Том 6. Созревание плодов. Соляной амбар - Страница 120


К оглавлению

120

…К дому в саду за двором в целебной ромашке – к коммуне – в ту весну, в то лето, в ту осень пробилось немало новых тропинок. Дом был, как всегда, светел, по-прежнему шли часы Никиты Сергеевича. Дом стал очень полон людьми и еще более полон действиями. С вечера до рассвета дом за деревьями светил всеми своими окнами. Весною с детишками Никита Сергеевич сажал за террасою левкои, табаки, резеду, гелиотропы, астры, – одичавшие в саду росли яблони, вишни, черемуха, сирень, жасмин, ландыши, ирисы, целебная ромашка, – и с весенних подснежников до осенних астр – черемухой, вишнями, яблонями, сиренью, ландышами, жасмином, левкоями, табаками, ромашкою – пахнул дом с открытыми окнами, освещенными в ночь, и Никите Сергеевичу казалось, что запахи дополняли образ революции.
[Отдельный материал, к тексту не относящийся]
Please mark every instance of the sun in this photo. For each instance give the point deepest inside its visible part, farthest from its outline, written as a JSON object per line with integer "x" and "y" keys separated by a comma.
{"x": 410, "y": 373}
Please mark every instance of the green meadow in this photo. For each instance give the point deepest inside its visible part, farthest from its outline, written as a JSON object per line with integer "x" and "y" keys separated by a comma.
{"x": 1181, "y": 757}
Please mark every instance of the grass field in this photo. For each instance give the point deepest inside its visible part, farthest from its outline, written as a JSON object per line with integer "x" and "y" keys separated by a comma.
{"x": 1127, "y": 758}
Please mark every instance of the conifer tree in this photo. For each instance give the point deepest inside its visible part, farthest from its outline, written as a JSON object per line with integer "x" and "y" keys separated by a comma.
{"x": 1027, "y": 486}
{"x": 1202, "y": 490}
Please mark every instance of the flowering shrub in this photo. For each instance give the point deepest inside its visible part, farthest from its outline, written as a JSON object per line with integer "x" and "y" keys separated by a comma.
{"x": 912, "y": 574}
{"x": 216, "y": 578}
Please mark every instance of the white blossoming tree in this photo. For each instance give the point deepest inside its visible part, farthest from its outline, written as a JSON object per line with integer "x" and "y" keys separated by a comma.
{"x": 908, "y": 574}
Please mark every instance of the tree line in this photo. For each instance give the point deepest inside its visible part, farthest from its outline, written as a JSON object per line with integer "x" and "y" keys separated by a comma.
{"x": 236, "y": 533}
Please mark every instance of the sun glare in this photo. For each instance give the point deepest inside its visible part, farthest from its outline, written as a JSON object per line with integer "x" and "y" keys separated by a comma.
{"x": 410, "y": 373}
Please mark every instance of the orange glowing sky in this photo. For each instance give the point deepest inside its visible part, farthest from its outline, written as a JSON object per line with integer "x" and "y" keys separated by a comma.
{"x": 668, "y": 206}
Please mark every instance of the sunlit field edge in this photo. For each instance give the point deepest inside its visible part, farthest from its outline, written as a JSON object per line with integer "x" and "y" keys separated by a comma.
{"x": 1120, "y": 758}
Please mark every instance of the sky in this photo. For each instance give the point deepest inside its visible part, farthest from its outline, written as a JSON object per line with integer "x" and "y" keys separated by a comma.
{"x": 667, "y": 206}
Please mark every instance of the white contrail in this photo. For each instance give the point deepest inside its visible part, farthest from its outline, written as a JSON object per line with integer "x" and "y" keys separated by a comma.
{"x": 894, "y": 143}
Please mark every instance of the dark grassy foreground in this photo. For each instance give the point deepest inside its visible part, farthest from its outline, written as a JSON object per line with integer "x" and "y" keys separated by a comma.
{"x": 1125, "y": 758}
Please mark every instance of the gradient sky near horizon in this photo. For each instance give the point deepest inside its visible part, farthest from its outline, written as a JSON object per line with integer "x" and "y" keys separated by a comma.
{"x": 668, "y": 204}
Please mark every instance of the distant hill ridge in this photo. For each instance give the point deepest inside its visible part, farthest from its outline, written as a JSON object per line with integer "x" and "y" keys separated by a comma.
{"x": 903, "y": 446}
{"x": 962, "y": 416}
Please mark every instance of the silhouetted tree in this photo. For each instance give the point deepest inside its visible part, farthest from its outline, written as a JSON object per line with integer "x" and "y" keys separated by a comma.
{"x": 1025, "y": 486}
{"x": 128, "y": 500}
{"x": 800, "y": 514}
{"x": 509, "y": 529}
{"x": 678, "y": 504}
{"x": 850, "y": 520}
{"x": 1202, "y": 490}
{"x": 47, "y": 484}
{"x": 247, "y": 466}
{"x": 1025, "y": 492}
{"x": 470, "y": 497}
В коммуне всегда зналось не напечатанное в газетах, самое последнее и самое разумное. В коммуне – из-за пространств, из-за сообщений и слов, из полуреальности – революция переводилась на реальную камынскую землю. В коммуне всегда оказывалась последняя книга, а в тот год были книги, которые нечестно было не знать. В коммуну шли за новым воздухом, за уничтожением одиночества, пробыть в коммуне час или два, вечер иль утро, когда вечера казались рассветами, обязательно молодые. В коммуну сходились не только из города и уезда, в коммуну приезжали из губернии. Каждый, пришедший в коммуну, должен был принять ее режим и время в коммуне, как дело. Быть может, коммуна в тот год была перевязочным пунктом революции. Наверное, коммуна была сейсмографом революции. Раньше всего каждый пришедший обязан был узнавать о событиях, – за познаванием каждый должен был установить свое место в действии и делах, по своим силам. Быть может, в тот год коммуна была складом революции, – каждый, приходящий в коммуну, приносил то, что он мог принести. В коммуне каждый себя чувствовал – человеком, и хотел быть полезным, храбрым и честным. Наверное, коммуна была водоразделом революции в Камынске.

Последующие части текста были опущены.